Foram 100 anos da morte de Franz Kafka no último dia 3, e fiquei pensando sobre sua grande amizade com o também escritor Max Brod. Kafka morreu precocemente de tuberculose aos 40 anos, e confiou a Brod uma última vontade: que ele queimasse todos os seus escritos que não haviam sido publicados, ou seja, a grande maioria. “Meu querido Max, um último desejo: tudo o que deixo para trás, em forma de diários, manuscritos, cartas como remetente e destinatário, desenhos etc (...) deve ser queimado inteiro e sem ser lido, assim como tudo o que foi escrito ou desenhado e que estaria em sua posse ou na posse de outras pessoas às quais você deve pedir, em meu nome, que façam o mesmo. Qualquer pessoa que se recuse a confiar-lhe as suas cartas deve pelo menos prometer queimá-las. Atenciosamente, Franz Kafka”

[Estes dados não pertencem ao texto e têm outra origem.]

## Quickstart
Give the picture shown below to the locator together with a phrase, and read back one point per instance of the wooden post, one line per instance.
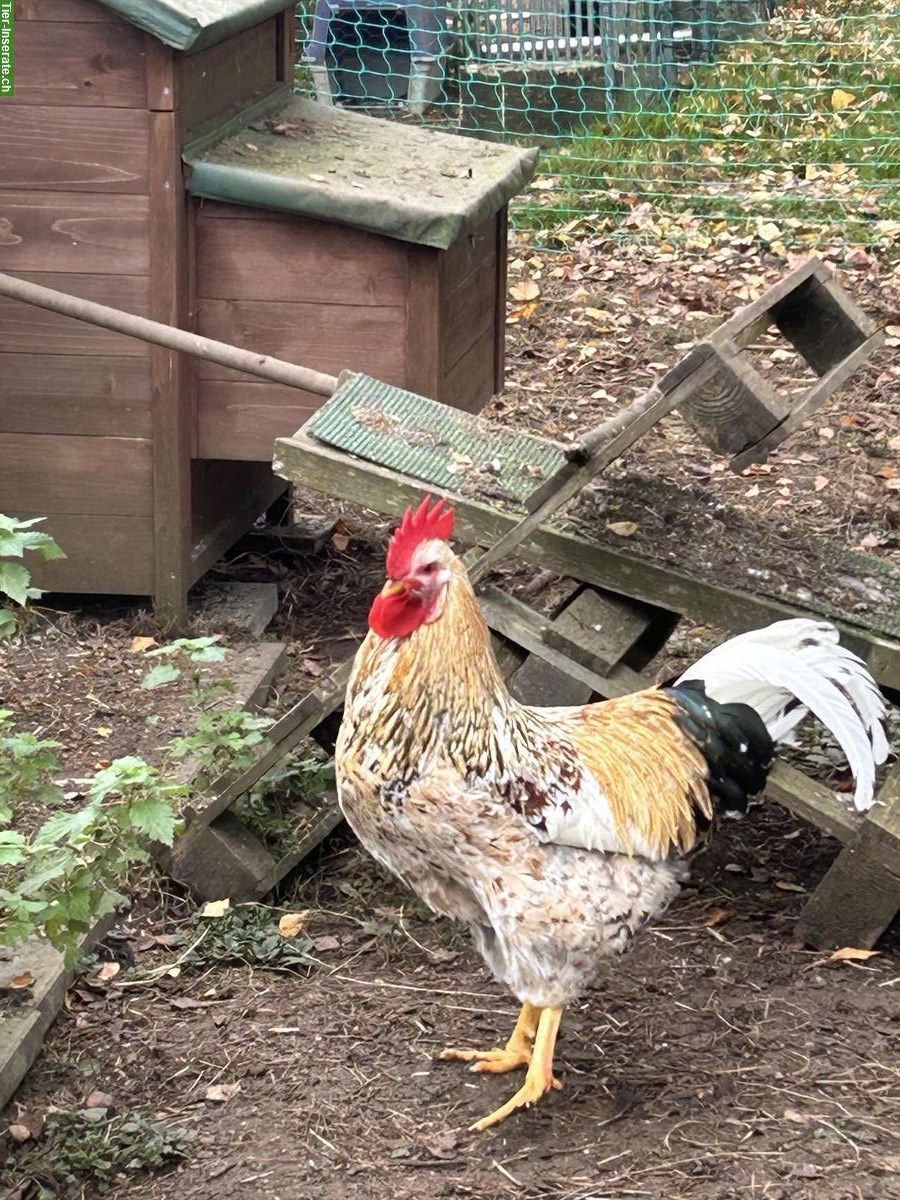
(859, 894)
(172, 381)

Embora nada possa ser mais claro do que esse bilhete escrito dois anos antes da morte do autor e encontrado numa gaveta, Brod, o amigo, julgou que seria uma grande tragédia privar o mundo de Kafka e assim decidiu trair seu desejo, publicando tudo. Mais que isso, tornou-se o curador póstumo de sua obra, o viúvo literário, o herói que promoveu o gênio que nunca fora reconhecido em vida e, para choque de muitos, uma mão que interferiu nos seus escritos inacabados e até na biografia do interessado.

Brod acabou salvando para a Humanidade escritos que jamais chegariam aos seus olhos, como “O processo” (1925), “O castelo” (1926), “América” (1927) ou “Carta ao pai” (1937). Mas ele também se colocou numa encruzilhada moral. O que vale mais? Entregar à sociedade obras-primas que a fariam filosoficamente avançar ou respeitar a última vontade de um amigo?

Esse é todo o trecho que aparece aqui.